Don & Joyce at the Gaslight Gala
Billy Fields; Ron Fish; Jim Hawkins
The evening’s fun continued at O’Lunney’s Irish Pub where the O’Lunneytics held their meeting. Sebastian LePage bought shots of tequila for everyone in order to toast our late founder and inspiration, Paul Smedegaard. The rest of the night somehow became a blur. As the evening wore on, more and more Sherlockians joined us. There were new rounds of toasts to the newly invested irregulars. By this time, most Sherlockian already know who they were.
30 shots of Tequila at O’Lunney’s Irish Pub
Lyndsay Faye & Elyse Locurto.
At some point, I made it back to the hotel where I found Joyce already there and sound asleep. I remember going to O’Lunney’s together but she slipped past me during one of my many distractions. I took a short four-hour nap before heading back to the Red Flame to meet up with Kate Karlson. Michael Quigley and eventually by Joyce joined us before we finished our breakfast. We finished breakfast and walked next door to the Algonquin, where the Huckster’s Room, full of Sherlockian purveyors was in full swing. I picked a few new treasures. Next, on the agenda was the BSI Reception, once called the Cocktail Party but now only beer and wine. This is the event open to all Sherlockians and guests.

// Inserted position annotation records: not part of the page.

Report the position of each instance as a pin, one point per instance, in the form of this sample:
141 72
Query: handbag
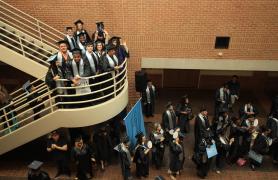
255 156
241 162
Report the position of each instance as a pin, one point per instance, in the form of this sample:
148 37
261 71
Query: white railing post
115 84
39 29
7 120
21 45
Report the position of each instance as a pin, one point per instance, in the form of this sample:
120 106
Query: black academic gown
103 146
243 115
73 41
176 157
60 157
236 150
34 103
219 105
201 130
158 149
273 125
104 66
260 146
87 37
166 124
149 106
125 162
183 119
82 158
142 161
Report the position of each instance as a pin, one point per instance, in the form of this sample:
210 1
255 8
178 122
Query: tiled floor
14 167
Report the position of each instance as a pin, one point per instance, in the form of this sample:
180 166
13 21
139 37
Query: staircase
26 43
19 127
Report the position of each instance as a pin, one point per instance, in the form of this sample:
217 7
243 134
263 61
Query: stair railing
28 24
20 45
17 114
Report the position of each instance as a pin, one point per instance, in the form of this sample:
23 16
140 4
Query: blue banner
134 122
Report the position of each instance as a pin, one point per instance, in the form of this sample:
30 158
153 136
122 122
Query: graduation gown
125 161
103 146
82 158
149 104
87 37
60 157
157 149
142 161
71 42
201 130
183 119
35 103
168 116
243 110
236 150
221 102
176 157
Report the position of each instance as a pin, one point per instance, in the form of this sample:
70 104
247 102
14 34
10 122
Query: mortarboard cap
76 51
139 135
81 34
35 165
169 103
78 21
52 58
203 108
115 38
89 43
99 23
125 140
62 42
67 28
110 47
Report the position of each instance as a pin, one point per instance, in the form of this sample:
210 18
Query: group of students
80 57
87 151
236 138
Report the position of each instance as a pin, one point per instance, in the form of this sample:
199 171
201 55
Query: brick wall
167 28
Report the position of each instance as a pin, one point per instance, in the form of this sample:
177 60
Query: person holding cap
84 158
176 154
122 51
92 58
57 145
169 120
141 156
157 138
184 112
80 68
80 29
35 172
100 34
52 79
99 49
70 38
202 127
125 158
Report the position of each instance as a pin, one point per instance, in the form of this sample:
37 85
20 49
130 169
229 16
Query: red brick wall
167 28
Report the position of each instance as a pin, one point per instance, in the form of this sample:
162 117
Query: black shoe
252 167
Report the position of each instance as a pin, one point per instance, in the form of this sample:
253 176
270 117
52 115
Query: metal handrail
9 129
43 30
24 47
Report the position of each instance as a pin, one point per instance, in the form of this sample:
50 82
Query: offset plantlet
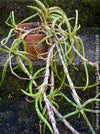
62 44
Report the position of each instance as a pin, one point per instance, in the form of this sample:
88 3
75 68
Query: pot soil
32 39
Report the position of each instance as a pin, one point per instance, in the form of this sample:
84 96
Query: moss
51 2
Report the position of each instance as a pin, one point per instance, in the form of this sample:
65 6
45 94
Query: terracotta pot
31 39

Ron Fish; Jeffry Bradway; Scott Monty; Michael Quigly; Don Hobbs; Richard Oklen.
Don Hobbs & Philip Cunningham. Lisa, Don Hobbs,
The reception is where Sherlockians can mill around a catch up with other Sherlockians. The weekend has so many different events, it is nearly impossible to see everyone. The reception is really the highlight of the entire weekend. The New York City Bar Association is conveniently located across the street from the Algonquin. It has hosted the Reception since it moved from the National Arts Club three years ago. The finale this year was a surprise performance by Raymond Jessel, the lyricist from Baker Street, The Musical. He delighted everyone with his piano playing and singing.

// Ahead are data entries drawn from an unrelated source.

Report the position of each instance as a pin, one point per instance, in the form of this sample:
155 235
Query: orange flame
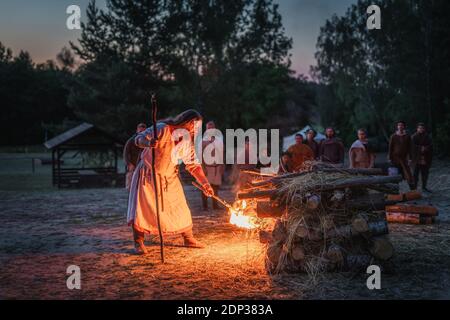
239 218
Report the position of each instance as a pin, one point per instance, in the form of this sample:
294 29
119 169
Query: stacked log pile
327 219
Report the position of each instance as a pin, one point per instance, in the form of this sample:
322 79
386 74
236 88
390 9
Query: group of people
409 155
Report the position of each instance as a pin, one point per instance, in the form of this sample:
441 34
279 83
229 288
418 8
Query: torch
155 186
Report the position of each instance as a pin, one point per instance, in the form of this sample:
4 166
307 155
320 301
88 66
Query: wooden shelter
85 157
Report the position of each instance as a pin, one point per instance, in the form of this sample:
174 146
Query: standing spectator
332 149
360 155
213 171
422 155
312 143
400 152
285 163
300 153
131 155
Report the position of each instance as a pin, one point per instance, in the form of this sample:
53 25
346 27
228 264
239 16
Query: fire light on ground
240 217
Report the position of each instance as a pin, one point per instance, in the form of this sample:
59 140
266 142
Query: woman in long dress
175 142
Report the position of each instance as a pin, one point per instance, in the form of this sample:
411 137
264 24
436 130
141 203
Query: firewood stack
328 219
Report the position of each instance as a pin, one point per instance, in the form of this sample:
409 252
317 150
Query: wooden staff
155 185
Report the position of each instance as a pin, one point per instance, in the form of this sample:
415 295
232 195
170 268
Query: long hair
183 118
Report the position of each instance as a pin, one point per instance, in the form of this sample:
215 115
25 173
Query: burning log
349 183
335 255
409 196
407 208
269 209
361 225
313 202
298 253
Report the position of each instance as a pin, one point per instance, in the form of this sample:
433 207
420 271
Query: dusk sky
39 27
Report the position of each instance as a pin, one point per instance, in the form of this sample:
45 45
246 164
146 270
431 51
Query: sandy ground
43 232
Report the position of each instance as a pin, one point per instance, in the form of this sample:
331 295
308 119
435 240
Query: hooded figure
360 155
175 143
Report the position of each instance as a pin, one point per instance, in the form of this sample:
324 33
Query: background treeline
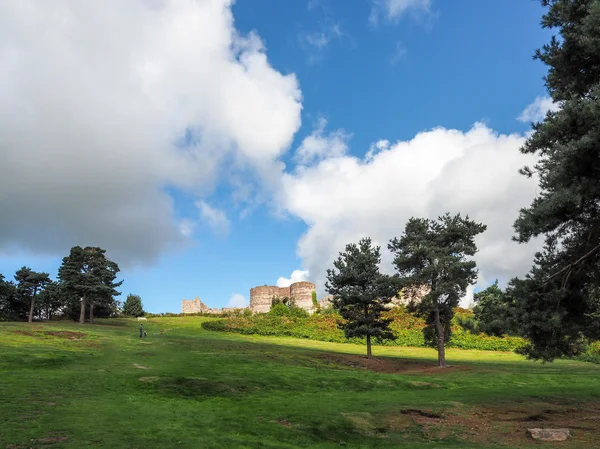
84 289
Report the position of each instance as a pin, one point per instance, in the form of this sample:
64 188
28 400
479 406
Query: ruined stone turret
193 306
301 292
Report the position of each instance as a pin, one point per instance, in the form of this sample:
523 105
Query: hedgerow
407 328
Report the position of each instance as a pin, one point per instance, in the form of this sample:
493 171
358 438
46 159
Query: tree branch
571 265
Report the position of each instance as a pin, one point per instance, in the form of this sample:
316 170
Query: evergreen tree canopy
360 292
557 301
88 274
433 253
133 306
494 312
29 282
50 300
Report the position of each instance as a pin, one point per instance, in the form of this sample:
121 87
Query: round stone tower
302 294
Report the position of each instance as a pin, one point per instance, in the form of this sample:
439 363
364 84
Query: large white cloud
538 109
297 276
95 95
344 198
392 10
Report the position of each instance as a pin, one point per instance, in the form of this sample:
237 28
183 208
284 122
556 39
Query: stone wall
302 294
193 306
261 297
197 306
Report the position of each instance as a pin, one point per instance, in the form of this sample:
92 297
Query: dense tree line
432 253
556 306
85 287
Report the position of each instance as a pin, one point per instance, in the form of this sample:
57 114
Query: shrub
285 321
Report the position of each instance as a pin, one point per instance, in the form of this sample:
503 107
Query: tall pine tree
434 254
29 283
86 273
360 292
558 300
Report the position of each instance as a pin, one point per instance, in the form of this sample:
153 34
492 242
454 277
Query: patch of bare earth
70 335
283 422
52 440
389 365
149 379
504 424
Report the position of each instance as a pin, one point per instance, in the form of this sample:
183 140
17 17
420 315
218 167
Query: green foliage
29 283
84 390
360 292
406 327
434 254
11 305
133 306
556 303
50 300
494 312
89 278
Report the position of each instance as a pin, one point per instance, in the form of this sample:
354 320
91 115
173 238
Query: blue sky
251 221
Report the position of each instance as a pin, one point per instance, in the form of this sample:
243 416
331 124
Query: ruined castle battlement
261 297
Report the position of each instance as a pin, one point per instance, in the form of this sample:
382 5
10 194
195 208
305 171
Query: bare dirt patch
506 424
389 365
70 335
149 379
283 422
52 440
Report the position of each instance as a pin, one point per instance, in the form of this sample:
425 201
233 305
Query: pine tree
433 254
87 273
360 292
133 306
29 282
557 301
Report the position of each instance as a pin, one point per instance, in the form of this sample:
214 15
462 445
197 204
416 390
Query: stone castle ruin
261 299
300 292
197 306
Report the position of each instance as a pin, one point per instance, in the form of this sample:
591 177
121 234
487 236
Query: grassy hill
101 386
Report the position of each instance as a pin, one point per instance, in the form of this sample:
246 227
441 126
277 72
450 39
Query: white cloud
93 98
399 53
214 217
345 198
186 227
319 145
315 42
392 10
537 110
319 40
297 276
237 300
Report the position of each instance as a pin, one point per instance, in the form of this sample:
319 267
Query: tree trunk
32 305
82 311
440 333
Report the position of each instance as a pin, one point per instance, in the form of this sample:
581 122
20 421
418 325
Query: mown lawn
69 386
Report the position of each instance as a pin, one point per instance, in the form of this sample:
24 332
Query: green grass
205 389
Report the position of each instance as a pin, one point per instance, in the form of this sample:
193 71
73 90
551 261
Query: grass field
100 386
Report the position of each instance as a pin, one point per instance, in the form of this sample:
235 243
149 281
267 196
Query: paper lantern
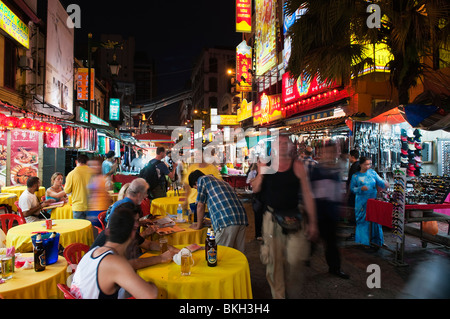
10 122
34 124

Kennedy’s Restaurant has become an annual event and has grown from just a few attendees to more than forty. It is now know as The One Fixed Point Dinner. Jerry and Chrys Keagley, who normally sponsor this event, were absent this year but Lyndsay Faye stepped in and filled their shoes marvelously. At evenings end Joyce and I took a cab back to the hotel for a quick nap before our 4:30 wake-up call in order to catch an early flight back to Texas. We may have a world speed record on Sunday however. We left our hotel in Midtown Manhattan at 5:15 Sunday morning; hailed a passing cab; made it to La Guardia; checked-in; got through security and were setting in our seats on the airplane at 5:45!! Unbelievable, but true.